C'è il rischio di una frattura dell'Euro se l'Eurozona non risolverà presto la crisi del debito: lo ha ribadito il premier britannico David Cameron, incontrando gli industriali a Manchester. Nel suo intervento, il primo ministro ha sottolineato che nessun paese sarebbe "immune" alle conseguenze di un eventuale collasso dell'euro, però ha assicurato che farà "tutto quello che è necessario" per proteggere il Regno Unito e per garantire il suo sistema finanziario.
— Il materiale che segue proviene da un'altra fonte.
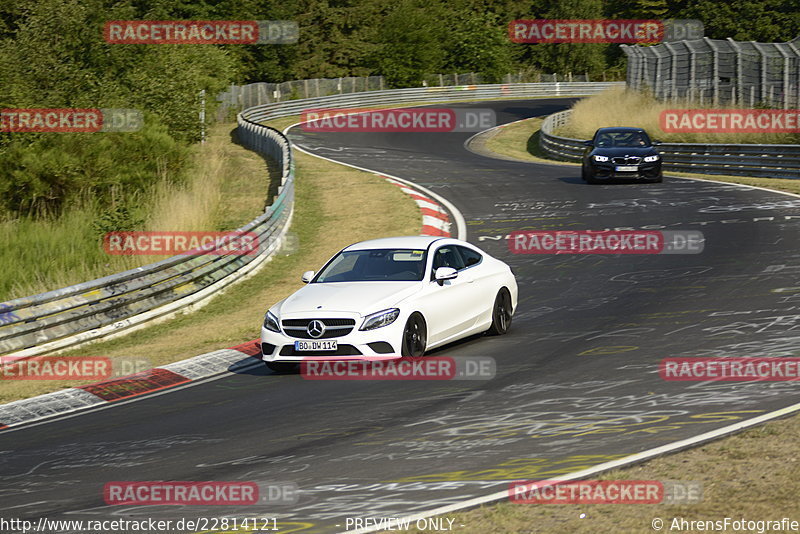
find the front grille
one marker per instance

Secondo Cameron, l'Eurozona deve applicare mezzi congiunti, come l'emissione di eurobond, perché vi sia "un aiuto collettivo" per mettere fine alla speculazione sul futuro della moneta unica. "L'Eurozona è ad un bivio. O si ricompatta o affronta una rottura", ha aggiunto. "Se l'Europa non ha un'eurozona stabile, con banche ben capitalizzate e regolate, e con un sistema equo del carico fiscale e una politica monetaria stabile, allora staremo su un campo inesplorato che comporta grossi rischi per tutti".
Senza domanda interna non c'è economia che possa ripartire. L'Ue e la Bce se ne convincano e facciano di più e meglio per garantire un futuro all'euro. E' il consiglio pressante del principe degli euroscettici, il premier britannico David Cameron, che si dice d'accordo sulla proposta francese di adottare i project bond. Perché se la Grecia dovesse essere costretta a uscire dall'euro, il possibile crollo dell'eurozona pone "enormi rischi per tutti", anche per il Regno Unito.
"L'idea - dice Cameron - che i paesi più indebitati prendano a prestito soldi per favorire la ripresa è una pericolosa delusione". Tuttavia "sta diventando sempre più evidente che stanno questi paesi sono sempre meno in grado di sostenere i necessari aggiustamenti economici e politici, senza che il nucleo core dell'Eurozona, inclusa la Bce, facciano di più per sostenere la domanda e per condividere il peso degli aggiustamenti".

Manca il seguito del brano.